Yahoo! ha dato una notizia che, secondo me, è sconvolgente: la società ha firmato un accordo non esclusivo con Google per visualizzare gli annunci di AdSense e AdMob sui propri siti e quelli dei partner. Cosa significa? In pratica, che Google è riuscita a monopolizzare la pubblicità online. Le nuove inserzioni sostituiranno alcuni dei banner già distribuiti da Yahoo! e gli utenti non dovrebbero notare grosse differenze. È un problema di competitività. Rimangono soltanto Microsoft e Facebook a limitare il rischio d’un monopolio.

Google, negli anni, ha assorbito numerose società di advertising: DoubleClick è una delle più popolari. Aiutati da Yahoo!, gli annunci proposti da AdSense e AdMob non avranno rivali. Facebook, per esempio, non sembra capace di monetizzare l’enorme mole di dati personali acquisiti dai propri utenti e Microsoft preferisce boicottare la piattaforma favorendo Bing. Chi m’avesse conosciuto prima dell’esperienza su Leonardo.it potrebbe ricordare che, in un certo senso, avevo predetto una situazione del genere per via di Marissa Mayer.

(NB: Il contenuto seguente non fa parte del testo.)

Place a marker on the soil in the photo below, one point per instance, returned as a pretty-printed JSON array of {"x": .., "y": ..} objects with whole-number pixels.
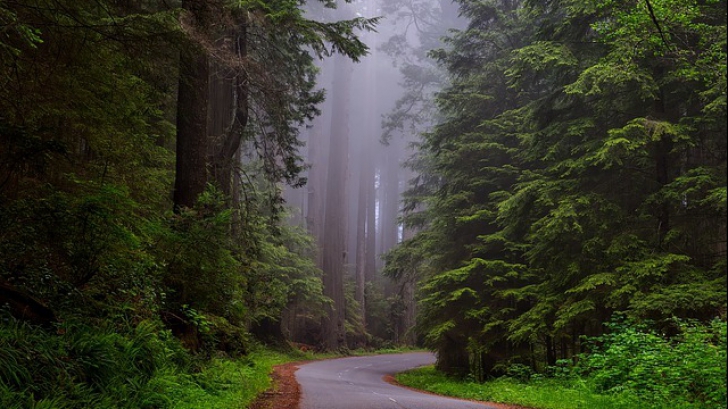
[{"x": 286, "y": 393}]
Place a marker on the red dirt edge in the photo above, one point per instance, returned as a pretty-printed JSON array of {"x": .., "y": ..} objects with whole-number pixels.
[{"x": 286, "y": 393}]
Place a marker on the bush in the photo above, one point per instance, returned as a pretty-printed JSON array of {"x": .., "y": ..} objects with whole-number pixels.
[
  {"x": 86, "y": 367},
  {"x": 688, "y": 367}
]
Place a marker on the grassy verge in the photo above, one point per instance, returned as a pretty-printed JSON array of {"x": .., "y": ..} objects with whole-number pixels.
[
  {"x": 554, "y": 393},
  {"x": 229, "y": 384}
]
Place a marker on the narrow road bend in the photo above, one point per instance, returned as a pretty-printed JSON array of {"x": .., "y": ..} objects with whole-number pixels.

La Mayer è una ex dipendente di Google e ha assunto altri dirigenti della società ad amministrare Yahoo!. Può sembrare una teoria del complotto, però il recente accordo asseconda l’ipotesi che il CEO sia la testa di ponte per una futura acquisizione. Yahoo! non è in vendita e Google non potrebbe acquistarla senza incorrere nelle verifiche dell’antitrust: controllare la società a distanza, mettendo i propri dipendenti in posizioni-chiave, costa meno e risolve ogni problema. AdSense e AdMob potrebbero essere l’inizio… della fine?